Preparation of Stock, working standard solutions and Sample solutions
       100mg of Carvedilol was weighed and transferred (working standard) into a 100ml volumetric flask. The
diluent methanol was added and sonicated to dissolve it completely and made up to the mark with the same
solvent. Further 1ml of the above stock solution was pipetted into a 10ml volumetric flask and diluted up to the
mark with diluent. The contents were mixed well and filtered through Ultipor N66 Nylon 66 membrane sample
filter paper. The calibration curve was plotted with the concentrations of the 1 to 0.2 mg/ml working standard
solutions. Calibration solutions were prepared and analyzed immediately after preparation.

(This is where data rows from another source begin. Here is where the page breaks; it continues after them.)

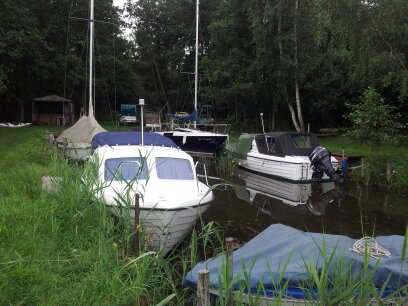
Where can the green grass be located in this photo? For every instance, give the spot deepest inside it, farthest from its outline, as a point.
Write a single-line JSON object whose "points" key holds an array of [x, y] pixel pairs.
{"points": [[375, 161]]}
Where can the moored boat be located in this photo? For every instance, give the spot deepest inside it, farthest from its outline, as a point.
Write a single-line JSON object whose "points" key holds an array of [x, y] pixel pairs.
{"points": [[164, 177], [292, 156]]}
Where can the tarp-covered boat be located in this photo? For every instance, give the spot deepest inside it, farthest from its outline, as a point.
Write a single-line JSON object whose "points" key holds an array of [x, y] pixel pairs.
{"points": [[265, 256]]}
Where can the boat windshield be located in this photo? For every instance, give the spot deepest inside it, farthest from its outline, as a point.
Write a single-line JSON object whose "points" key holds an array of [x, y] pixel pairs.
{"points": [[174, 169], [125, 168]]}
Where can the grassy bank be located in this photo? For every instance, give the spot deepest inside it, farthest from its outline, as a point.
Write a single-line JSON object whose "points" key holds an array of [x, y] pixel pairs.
{"points": [[62, 248]]}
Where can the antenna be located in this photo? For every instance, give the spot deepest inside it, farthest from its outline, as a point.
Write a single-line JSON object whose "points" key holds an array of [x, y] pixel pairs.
{"points": [[141, 103], [263, 128]]}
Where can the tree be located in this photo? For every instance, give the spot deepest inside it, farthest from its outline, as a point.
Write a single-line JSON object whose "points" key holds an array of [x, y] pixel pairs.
{"points": [[372, 120]]}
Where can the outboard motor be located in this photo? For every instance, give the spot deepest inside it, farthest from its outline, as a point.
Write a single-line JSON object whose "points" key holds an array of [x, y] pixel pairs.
{"points": [[320, 159]]}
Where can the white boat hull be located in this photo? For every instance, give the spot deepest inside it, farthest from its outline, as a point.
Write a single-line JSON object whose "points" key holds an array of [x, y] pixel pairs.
{"points": [[292, 168], [162, 229], [168, 207]]}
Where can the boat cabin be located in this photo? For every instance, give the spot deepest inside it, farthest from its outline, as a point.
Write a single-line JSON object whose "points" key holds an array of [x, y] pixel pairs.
{"points": [[286, 143]]}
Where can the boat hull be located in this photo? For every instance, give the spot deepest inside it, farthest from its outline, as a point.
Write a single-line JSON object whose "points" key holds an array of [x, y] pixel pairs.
{"points": [[162, 229]]}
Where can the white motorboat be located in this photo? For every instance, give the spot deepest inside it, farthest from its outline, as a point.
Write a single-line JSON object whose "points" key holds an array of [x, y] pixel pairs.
{"points": [[268, 194], [151, 165], [291, 156]]}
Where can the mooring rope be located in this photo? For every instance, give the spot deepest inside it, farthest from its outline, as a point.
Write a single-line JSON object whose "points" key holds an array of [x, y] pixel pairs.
{"points": [[370, 245]]}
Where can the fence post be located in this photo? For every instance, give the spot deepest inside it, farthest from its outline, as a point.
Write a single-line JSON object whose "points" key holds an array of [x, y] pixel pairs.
{"points": [[137, 226], [203, 288], [362, 167], [230, 247], [64, 147]]}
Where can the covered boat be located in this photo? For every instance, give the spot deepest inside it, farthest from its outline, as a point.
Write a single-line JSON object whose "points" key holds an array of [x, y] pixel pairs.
{"points": [[278, 264], [164, 177]]}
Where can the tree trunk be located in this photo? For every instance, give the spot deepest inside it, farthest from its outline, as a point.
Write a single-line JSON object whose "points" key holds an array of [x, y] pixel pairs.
{"points": [[295, 121], [300, 126], [161, 84]]}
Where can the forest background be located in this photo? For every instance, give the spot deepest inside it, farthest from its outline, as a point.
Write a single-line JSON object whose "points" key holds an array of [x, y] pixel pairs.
{"points": [[296, 61]]}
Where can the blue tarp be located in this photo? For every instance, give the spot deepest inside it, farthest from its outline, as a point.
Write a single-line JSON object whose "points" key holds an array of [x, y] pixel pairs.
{"points": [[278, 244], [131, 138], [190, 117]]}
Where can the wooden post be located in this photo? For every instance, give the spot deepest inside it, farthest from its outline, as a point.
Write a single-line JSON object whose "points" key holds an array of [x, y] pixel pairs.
{"points": [[230, 246], [389, 173], [137, 226], [203, 288]]}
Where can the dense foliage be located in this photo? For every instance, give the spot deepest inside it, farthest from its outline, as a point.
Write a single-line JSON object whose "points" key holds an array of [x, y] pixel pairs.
{"points": [[300, 59]]}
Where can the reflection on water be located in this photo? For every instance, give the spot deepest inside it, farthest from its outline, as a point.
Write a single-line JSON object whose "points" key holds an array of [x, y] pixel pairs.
{"points": [[252, 202]]}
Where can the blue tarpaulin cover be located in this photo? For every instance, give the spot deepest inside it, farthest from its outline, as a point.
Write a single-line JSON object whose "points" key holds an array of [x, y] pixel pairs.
{"points": [[278, 244], [190, 117], [123, 138]]}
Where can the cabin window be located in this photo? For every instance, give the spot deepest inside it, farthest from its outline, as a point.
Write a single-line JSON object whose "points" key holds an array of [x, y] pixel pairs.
{"points": [[174, 169], [125, 168], [302, 141]]}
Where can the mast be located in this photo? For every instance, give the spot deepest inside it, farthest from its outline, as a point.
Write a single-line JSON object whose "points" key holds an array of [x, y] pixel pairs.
{"points": [[91, 35], [196, 66]]}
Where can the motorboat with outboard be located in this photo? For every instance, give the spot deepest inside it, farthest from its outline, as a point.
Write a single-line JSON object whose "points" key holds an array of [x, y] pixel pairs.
{"points": [[148, 164], [293, 156]]}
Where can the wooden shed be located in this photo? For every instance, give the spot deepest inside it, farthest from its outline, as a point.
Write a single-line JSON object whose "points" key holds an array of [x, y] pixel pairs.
{"points": [[53, 110]]}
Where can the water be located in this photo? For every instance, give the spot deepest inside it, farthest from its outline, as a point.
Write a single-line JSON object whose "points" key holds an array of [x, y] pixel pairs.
{"points": [[250, 203]]}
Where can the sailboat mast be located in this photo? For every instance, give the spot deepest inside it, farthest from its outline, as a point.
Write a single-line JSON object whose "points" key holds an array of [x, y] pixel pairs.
{"points": [[196, 66], [91, 35]]}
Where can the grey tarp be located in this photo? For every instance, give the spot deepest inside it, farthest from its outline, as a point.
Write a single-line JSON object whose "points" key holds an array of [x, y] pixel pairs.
{"points": [[81, 133]]}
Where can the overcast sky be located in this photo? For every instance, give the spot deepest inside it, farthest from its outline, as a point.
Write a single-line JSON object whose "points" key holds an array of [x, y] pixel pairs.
{"points": [[119, 3]]}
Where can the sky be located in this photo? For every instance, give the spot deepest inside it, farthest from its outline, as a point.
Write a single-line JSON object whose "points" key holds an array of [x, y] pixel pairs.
{"points": [[119, 3]]}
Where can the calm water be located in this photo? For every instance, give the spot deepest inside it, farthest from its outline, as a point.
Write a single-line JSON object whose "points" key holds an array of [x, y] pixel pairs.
{"points": [[252, 202]]}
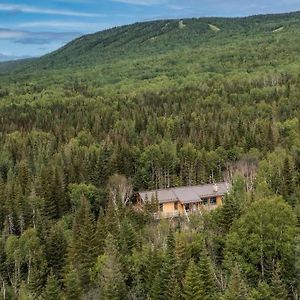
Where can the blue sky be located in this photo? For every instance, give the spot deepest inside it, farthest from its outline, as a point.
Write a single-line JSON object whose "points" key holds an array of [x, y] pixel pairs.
{"points": [[33, 28]]}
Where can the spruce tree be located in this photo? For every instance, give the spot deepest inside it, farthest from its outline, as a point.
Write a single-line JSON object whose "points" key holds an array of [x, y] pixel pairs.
{"points": [[73, 289], [237, 289], [192, 287], [278, 287], [84, 247], [52, 289], [112, 280], [207, 276], [56, 250], [287, 180]]}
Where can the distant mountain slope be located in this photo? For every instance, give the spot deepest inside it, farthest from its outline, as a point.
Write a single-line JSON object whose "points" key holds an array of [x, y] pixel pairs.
{"points": [[160, 37]]}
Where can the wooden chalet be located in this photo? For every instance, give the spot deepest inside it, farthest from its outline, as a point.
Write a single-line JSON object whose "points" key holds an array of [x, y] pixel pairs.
{"points": [[178, 201]]}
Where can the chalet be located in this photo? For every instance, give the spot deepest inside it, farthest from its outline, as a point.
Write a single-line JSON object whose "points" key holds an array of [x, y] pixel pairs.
{"points": [[184, 200]]}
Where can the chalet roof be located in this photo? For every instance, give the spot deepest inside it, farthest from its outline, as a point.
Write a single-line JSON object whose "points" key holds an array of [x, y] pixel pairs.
{"points": [[187, 194]]}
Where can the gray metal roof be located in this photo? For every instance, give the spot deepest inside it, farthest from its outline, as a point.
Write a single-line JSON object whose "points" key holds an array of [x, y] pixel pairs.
{"points": [[186, 194]]}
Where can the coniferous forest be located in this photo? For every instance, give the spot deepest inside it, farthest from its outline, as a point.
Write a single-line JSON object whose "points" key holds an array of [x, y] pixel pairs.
{"points": [[145, 106]]}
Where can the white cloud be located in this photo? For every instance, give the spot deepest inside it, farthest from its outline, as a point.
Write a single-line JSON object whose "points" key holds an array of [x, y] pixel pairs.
{"points": [[64, 25], [47, 11], [141, 2]]}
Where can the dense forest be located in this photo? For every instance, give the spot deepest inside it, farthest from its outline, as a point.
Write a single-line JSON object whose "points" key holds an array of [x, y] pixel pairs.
{"points": [[153, 105]]}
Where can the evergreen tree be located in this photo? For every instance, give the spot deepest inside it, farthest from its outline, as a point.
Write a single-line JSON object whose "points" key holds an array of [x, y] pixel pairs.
{"points": [[52, 290], [237, 289], [73, 289], [207, 276], [112, 281], [84, 247], [287, 180], [56, 250], [192, 287], [278, 287]]}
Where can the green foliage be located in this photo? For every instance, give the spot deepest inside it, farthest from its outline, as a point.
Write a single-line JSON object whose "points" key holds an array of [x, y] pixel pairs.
{"points": [[251, 242], [75, 145], [52, 289], [192, 288], [237, 289]]}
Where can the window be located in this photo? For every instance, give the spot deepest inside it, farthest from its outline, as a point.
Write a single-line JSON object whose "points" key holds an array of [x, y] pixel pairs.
{"points": [[213, 200], [176, 205], [161, 207]]}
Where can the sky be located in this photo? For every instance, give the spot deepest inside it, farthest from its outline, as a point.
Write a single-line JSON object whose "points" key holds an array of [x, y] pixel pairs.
{"points": [[33, 28]]}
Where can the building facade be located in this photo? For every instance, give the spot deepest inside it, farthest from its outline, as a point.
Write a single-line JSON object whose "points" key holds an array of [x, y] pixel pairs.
{"points": [[178, 201]]}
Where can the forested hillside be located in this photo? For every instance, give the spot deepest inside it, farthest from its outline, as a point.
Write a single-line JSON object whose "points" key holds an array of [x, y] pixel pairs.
{"points": [[177, 102]]}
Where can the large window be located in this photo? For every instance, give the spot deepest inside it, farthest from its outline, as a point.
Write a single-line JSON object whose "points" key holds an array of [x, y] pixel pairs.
{"points": [[205, 201], [213, 200], [176, 205], [161, 207]]}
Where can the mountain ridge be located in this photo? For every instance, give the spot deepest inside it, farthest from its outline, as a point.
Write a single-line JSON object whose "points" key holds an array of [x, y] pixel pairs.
{"points": [[143, 39]]}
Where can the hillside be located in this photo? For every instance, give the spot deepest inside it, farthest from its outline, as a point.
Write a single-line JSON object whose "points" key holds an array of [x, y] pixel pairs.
{"points": [[155, 38], [144, 107]]}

       The formulation tablets of Carvedilol were crushed to give finely powdered material. Powder equivalent to
25 mg of drug was taken in 10 ml of volumetric flask containing 5 ml of mobile phase and was shaken to dissolve
the drug and then filtered through Ultipor N66 Nylon 6,6 membrane sample filter paper. Volume of the filtrate was
adjusted to the mark with the same solvent to obtain concentration of 1mg/ml.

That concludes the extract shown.